Beberapa kejadian kebakaran lahan skala kecil yang terjadi belakangan ini menjadi indikator awal meningkatnya potensi karhutla. Meski masih bisa ditangani, kondisi tersebut dinilai perlu diwaspadai.
Untuk mengantisipasi risiko yang lebih besar, BPBD telah berkoordinasi dengan Dinas Pemadam Kebakaran, BPBD Provinsi Kalimantan Timur, serta relawan di tingkat kecamatan. “Tim sudah disiagakan di wilayah rawan, dan relawan ikut dilibatkan untuk penanganan awal,” jelas Suwarso.
Ia menambahkan, kendala utama saat pemadaman adalah keterbatasan sumber air di lokasi kejadian. “Kami sering kesulitan air saat pemadaman, jadi keberadaan embung perlu ditambah,” katanya.
BPBD juga menegaskan bahwa pembakaran lahan masih menjadi penyebab utama kebakaran di wilayah pinggiran. “Jangan membuka lahan dengan api. Jika ada tanda kebakaran, segera laporkan agar cepat ditangani,” tegasnya.
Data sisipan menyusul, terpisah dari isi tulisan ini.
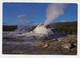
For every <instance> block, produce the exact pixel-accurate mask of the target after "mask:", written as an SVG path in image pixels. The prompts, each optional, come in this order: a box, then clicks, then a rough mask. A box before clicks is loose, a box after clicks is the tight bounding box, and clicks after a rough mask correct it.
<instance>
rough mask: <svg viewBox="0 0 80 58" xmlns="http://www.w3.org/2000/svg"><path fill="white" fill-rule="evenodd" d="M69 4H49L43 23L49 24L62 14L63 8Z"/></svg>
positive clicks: (62, 11)
mask: <svg viewBox="0 0 80 58" xmlns="http://www.w3.org/2000/svg"><path fill="white" fill-rule="evenodd" d="M68 5H69V4H64V3H63V4H60V3H55V4H49V5H48V8H47V9H46V12H47V15H46V21H45V22H44V25H47V24H50V23H51V22H53V21H54V20H56V19H57V18H59V17H60V16H61V15H64V10H65V9H66V8H67V6H68Z"/></svg>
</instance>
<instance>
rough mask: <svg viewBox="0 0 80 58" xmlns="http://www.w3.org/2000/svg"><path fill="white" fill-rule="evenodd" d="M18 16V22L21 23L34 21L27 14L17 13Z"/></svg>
mask: <svg viewBox="0 0 80 58" xmlns="http://www.w3.org/2000/svg"><path fill="white" fill-rule="evenodd" d="M18 18H19V20H18V21H19V23H20V24H21V25H31V24H33V23H35V22H34V21H33V20H32V18H31V16H29V15H28V16H27V15H25V14H24V15H18Z"/></svg>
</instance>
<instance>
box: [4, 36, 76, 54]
mask: <svg viewBox="0 0 80 58" xmlns="http://www.w3.org/2000/svg"><path fill="white" fill-rule="evenodd" d="M32 41H33V40H32ZM32 41H31V42H30V41H28V42H27V40H25V39H20V38H16V39H14V38H3V54H50V55H76V54H77V38H75V37H72V38H70V39H69V38H66V40H61V41H60V40H42V41H40V40H35V41H33V42H32Z"/></svg>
Berdasarkan pemetaan, wilayah Palaran, Sambutan, Sungai Kunjang, dan Loa Janan Ilir termasuk daerah rawan karhutla. Selain itu, suhu yang mencapai 34 derajat Celsius juga berpotensi berdampak pada kesehatan masyarakat.
Karena itu, warga diimbau menjaga kondisi tubuh dengan cukup minum, mengurangi aktivitas di bawah terik matahari, serta menggunakan pelindung saat beraktivitas di luar ruangan. “Kami minta masyarakat tetap waspada dan menjaga kesehatan selama musim kemarau,” tutupnya.